Movie Review: Love, Sex Aur Dhokha

Love, Sex Aur Dhokha is a ground-breaking, course redefining, soon-to-be-cult, and eventually historic movie. Right up there, in the league of Dil Chahta Hai.

I say that, because of two reasons – One, that this movie has been made in a manner which is fundamentally different from any movie that you’ve ever seen before.

Dibakar ‘Lucky Khosla’ Banerjee has done away with the very lights-camera-action set up that we know movies by. Instead, he has made it look as if he was filming on third party camera footage – from an overenthusiastic noob movie maker’s hand held camera, from CCTV in a departmental store, and from a sting journalist’s hidden cameras. In this new medium, the screen goes grainy, the camera points at random angles and shows distorted images and sounds at times. These minor irritants are a part of the movie by design. And once you get over them, the director takes over and takes you into his stories. Where people look like you and me and speak our very own lingo without any beep. And you realize that the things which happen to them actually happen to real people in the complex times we live in.

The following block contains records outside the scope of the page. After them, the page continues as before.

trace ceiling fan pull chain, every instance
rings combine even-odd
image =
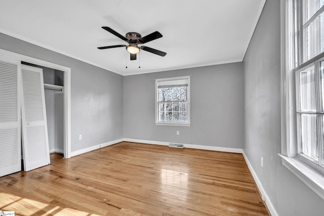
[[[138,53],[138,68],[141,68],[141,54]]]

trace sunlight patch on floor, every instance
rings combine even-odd
[[[62,208],[6,193],[0,193],[0,210],[14,211],[16,215],[39,215],[96,216],[98,214]]]

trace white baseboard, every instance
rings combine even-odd
[[[64,150],[61,149],[50,149],[50,154],[52,153],[58,153],[60,154],[64,154]]]
[[[144,143],[146,144],[159,145],[161,146],[169,146],[170,142],[153,141],[152,140],[138,140],[136,139],[124,138],[125,142],[131,142],[133,143]],[[233,148],[219,147],[217,146],[202,146],[200,145],[184,144],[183,143],[177,143],[177,144],[182,144],[184,148],[191,149],[201,149],[205,150],[223,151],[225,152],[242,153],[241,149],[236,149]]]
[[[112,141],[108,142],[107,143],[102,143],[101,144],[96,145],[95,146],[91,146],[85,149],[80,149],[79,150],[76,150],[71,152],[71,157],[78,155],[79,154],[84,154],[87,152],[90,152],[91,151],[99,149],[100,148],[105,147],[106,146],[110,146],[111,145],[115,144],[116,143],[120,143],[124,141],[123,139],[119,139]]]
[[[64,154],[64,150],[63,149],[55,149],[55,153],[58,153],[60,154]]]
[[[249,159],[248,158],[247,155],[245,154],[244,151],[242,151],[242,153],[243,154],[243,156],[244,157],[244,159],[245,159],[245,161],[247,162],[247,164],[248,164],[248,167],[249,167],[249,169],[250,169],[250,171],[251,172],[251,174],[252,175],[252,177],[254,179],[254,181],[257,184],[257,186],[258,186],[258,188],[259,188],[259,190],[260,191],[260,192],[261,193],[261,196],[262,196],[262,199],[263,200],[265,204],[267,205],[267,207],[269,209],[269,211],[270,211],[270,213],[271,214],[272,216],[278,216],[278,213],[277,213],[277,211],[275,210],[275,208],[274,208],[274,206],[273,206],[272,203],[271,202],[271,200],[269,198],[269,197],[268,196],[268,195],[266,193],[265,191],[264,190],[264,188],[263,188],[263,187],[262,187],[262,184],[261,184],[261,182],[260,181],[260,180],[258,178],[258,176],[257,175],[257,174],[256,173],[256,172],[254,171],[254,169],[253,169],[253,167],[252,167],[252,165],[250,162],[250,161],[249,160]]]

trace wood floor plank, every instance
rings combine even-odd
[[[0,178],[16,215],[268,215],[241,154],[122,142]]]

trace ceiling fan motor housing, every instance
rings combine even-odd
[[[142,35],[137,32],[128,32],[126,34],[125,37],[130,40],[138,40],[142,37]]]

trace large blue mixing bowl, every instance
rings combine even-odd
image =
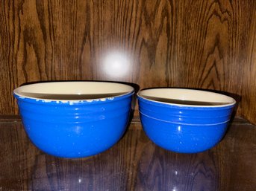
[[[151,88],[138,94],[140,116],[147,136],[176,152],[209,149],[223,137],[236,101],[207,91]]]
[[[27,135],[50,155],[102,152],[124,134],[134,88],[101,82],[41,82],[14,90]]]

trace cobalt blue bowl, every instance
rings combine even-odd
[[[236,101],[207,91],[144,89],[137,94],[141,123],[155,144],[181,153],[196,153],[223,137]]]
[[[13,93],[34,144],[48,154],[73,158],[100,153],[120,139],[134,88],[114,82],[40,82]]]

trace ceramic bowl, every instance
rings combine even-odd
[[[138,94],[140,116],[147,136],[166,149],[196,153],[223,137],[236,101],[207,91],[151,88]]]
[[[104,82],[40,82],[13,94],[34,144],[48,154],[73,158],[100,153],[120,139],[134,88]]]

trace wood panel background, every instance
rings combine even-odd
[[[0,114],[28,82],[213,89],[256,123],[256,1],[0,1]]]

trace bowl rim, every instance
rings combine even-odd
[[[37,92],[37,91],[33,91],[31,90],[31,91],[28,91],[28,89],[29,88],[37,88],[37,86],[40,86],[40,85],[43,85],[43,86],[47,86],[47,85],[53,85],[54,86],[57,86],[57,85],[62,85],[62,86],[65,86],[65,85],[69,85],[69,87],[71,87],[71,85],[85,85],[85,87],[84,88],[83,91],[87,91],[87,94],[96,94],[96,95],[99,95],[99,94],[117,94],[117,95],[113,95],[113,96],[109,96],[109,97],[99,97],[99,98],[89,98],[89,99],[49,99],[49,98],[40,98],[40,97],[37,97],[36,96],[29,96],[29,95],[26,95],[27,94],[61,94],[61,95],[65,95],[65,94],[71,94],[71,95],[79,95],[79,94],[83,94],[81,93],[78,93],[78,89],[77,89],[77,92],[69,92],[69,91],[64,90],[64,88],[66,88],[64,87],[62,87],[62,91],[64,91],[66,93],[60,93],[60,94],[56,94],[57,93],[57,90],[54,90],[56,91],[53,91],[51,93],[50,93],[51,91],[49,90],[46,91],[45,93],[42,93],[41,91],[40,91],[40,92]],[[95,91],[99,91],[98,94],[96,94],[94,92],[94,94],[92,94],[90,92],[90,90],[86,90],[87,88],[88,88],[88,86],[87,86],[87,85],[90,85],[91,87],[90,89],[94,88]],[[98,85],[100,86],[100,85],[102,85],[102,88],[106,90],[107,89],[107,87],[106,87],[107,85],[110,85],[112,86],[112,89],[109,90],[111,92],[104,92],[101,91],[102,90],[98,89],[97,88],[92,88],[92,86],[95,85]],[[103,87],[104,86],[104,87]],[[117,88],[114,88],[114,86],[116,86]],[[118,90],[118,86],[121,87],[122,88],[122,90]],[[38,87],[37,87],[38,88]],[[46,88],[46,87],[44,87]],[[73,91],[75,91],[75,88],[73,88]],[[121,88],[121,89],[122,89]],[[24,91],[25,89],[25,91]],[[27,89],[27,90],[26,90]],[[117,90],[116,90],[117,89]],[[118,97],[124,97],[124,96],[127,96],[129,94],[134,94],[134,88],[132,87],[131,85],[126,85],[122,82],[102,82],[102,81],[60,81],[60,82],[35,82],[35,83],[32,83],[32,84],[27,84],[27,85],[22,85],[16,88],[15,88],[13,90],[13,95],[17,99],[20,99],[20,100],[24,100],[24,99],[29,99],[31,100],[36,100],[36,101],[41,101],[41,102],[46,102],[46,103],[50,103],[50,102],[56,102],[56,103],[81,103],[81,102],[88,102],[88,103],[91,103],[93,101],[105,101],[106,100],[112,100],[114,98],[118,98]],[[102,93],[102,94],[100,94]]]
[[[188,94],[189,92],[193,92],[193,93],[199,93],[199,94],[211,94],[212,96],[216,96],[219,97],[222,97],[225,98],[227,100],[229,100],[230,101],[228,103],[225,104],[219,104],[219,105],[190,105],[190,104],[180,104],[180,103],[167,103],[164,101],[159,101],[159,100],[154,100],[153,99],[150,99],[150,97],[152,98],[166,98],[164,97],[149,97],[149,96],[146,96],[143,95],[142,93],[145,91],[184,91]],[[177,107],[185,107],[185,108],[204,108],[204,109],[207,109],[207,108],[225,108],[225,107],[230,107],[230,106],[234,106],[236,104],[236,100],[230,97],[227,96],[220,93],[216,93],[210,91],[210,90],[202,90],[202,89],[193,89],[193,88],[143,88],[140,90],[137,96],[138,97],[138,100],[143,99],[145,100],[147,100],[149,103],[157,103],[157,104],[160,104],[160,105],[164,105],[166,106],[177,106]],[[168,99],[168,98],[166,98]],[[185,99],[174,99],[177,100],[181,100],[181,101],[186,101],[189,100],[185,100]],[[190,100],[190,101],[200,101],[200,100]],[[208,103],[210,103],[210,101],[208,101]],[[213,102],[212,102],[213,103]],[[216,103],[216,102],[215,102]],[[218,102],[217,102],[218,103]],[[220,103],[220,102],[219,102]]]

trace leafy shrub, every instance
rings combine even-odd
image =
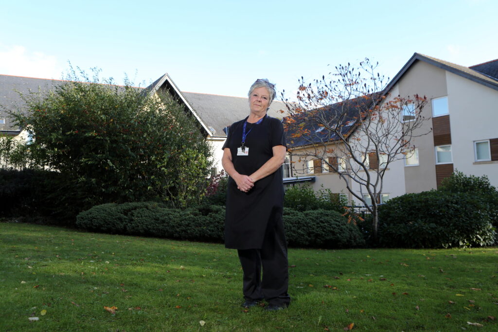
[[[211,148],[193,117],[166,94],[155,98],[82,74],[83,80],[74,72],[68,78],[85,83],[21,96],[25,111],[12,113],[33,138],[25,146],[31,163],[62,179],[53,186],[67,214],[111,202],[199,204]]]
[[[315,192],[310,186],[291,186],[285,191],[284,207],[299,211],[322,209],[345,212],[347,202],[328,188],[322,188]]]
[[[224,221],[225,209],[221,207],[182,210],[140,202],[94,207],[78,215],[76,225],[94,231],[220,242]]]
[[[0,216],[53,216],[57,201],[50,185],[58,176],[49,171],[0,169]]]
[[[448,248],[492,244],[488,206],[463,193],[407,194],[379,208],[379,244]]]
[[[358,226],[336,211],[285,209],[283,220],[290,246],[343,249],[365,244]]]
[[[211,178],[203,202],[206,204],[225,206],[228,186],[228,176],[222,170],[219,174]]]
[[[495,243],[498,244],[498,190],[491,185],[487,176],[466,175],[456,171],[443,180],[438,190],[449,193],[467,193],[488,205],[491,222],[497,232]]]
[[[153,202],[108,203],[81,213],[76,225],[93,231],[223,242],[225,213],[224,207],[216,205],[182,210]],[[339,248],[365,244],[358,226],[335,211],[286,209],[283,220],[290,246]]]

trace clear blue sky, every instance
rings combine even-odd
[[[366,57],[390,77],[415,52],[498,58],[497,13],[495,0],[2,1],[0,74],[61,79],[69,61],[118,83],[167,72],[184,91],[244,97],[267,78],[292,92]]]

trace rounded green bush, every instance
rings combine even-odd
[[[407,194],[379,208],[379,244],[386,247],[449,248],[491,244],[488,205],[465,193]]]
[[[336,211],[285,209],[283,221],[290,246],[342,249],[365,245],[358,226]]]

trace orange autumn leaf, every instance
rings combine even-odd
[[[113,306],[112,307],[106,307],[105,306],[104,306],[104,309],[105,309],[106,311],[109,312],[111,314],[116,314],[116,310],[118,310],[118,307],[115,307],[114,306]]]
[[[348,326],[347,326],[346,327],[344,328],[344,331],[350,331],[353,330],[353,327],[354,327],[354,326],[355,326],[355,323],[352,323],[351,324],[349,324],[349,325],[348,325]]]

This reality and novelty of the medium adds a further punch to the sharpness of the characters Dibakar has meticulously defined. They’re so real they hit you hard, and are destined to stay with you for a long time. Shruti is hot. Not the Katrina Kaif hot, but the-classmate-you-always-had-a-crush-on hot. Rahul is the chutiya from your colony who somehow got the hottest chick. Rashmi is the poor talented girl whose widowed mother couldn’t get her the best education. These aren’t geniuses or demi-Gods, they are ordinary people. And ordinary people look great on ordinary cameras.

Second reason why this movie is going to be a cult movie is that, it is going to be a huge hit. If the success of Reality TV Shows from MTV Roadies to Splitsvilla to Rakhee ka Swayamvar is anything to go by, the audiences across India are going to lap this movie up. Success will make its idea carry farther and longer.

The possibilities after this are endless. The fact that this 1.5 crore movie is going to earn its producer, the Ekta ‘Saas Bahu formula’ Kapoor, big money is enough for many more film makers to follow in this category. The boldness of this experiment might encourage others to take other daring chances. But what I’m looking for is something even beyond. This movie could do to movie making what blogging did to journalism – democratize it. Now that people have liked a movie shot on cheap cameras, newbie and amateur film makers might start making more movies from hand held cameras like the ones used in LSD. Movies created thus could be distributed over the internet. And in this way, amateur movie makers might start challenging the established movie makers the way bloggers are challenging established journos, thereby raising the abysmal state of the art in our country.

Rating: ****

PS: Those looking for ‘high art’ amidst all this brouhaha over reality, if the mere daring of the filmmaker does not satisfy you, I’d say that the metaphor of shooting a movie with spy cameras whose Tagline is ‘You’re being watched’ is the boldest metaphor I’ve ever come across in any movie.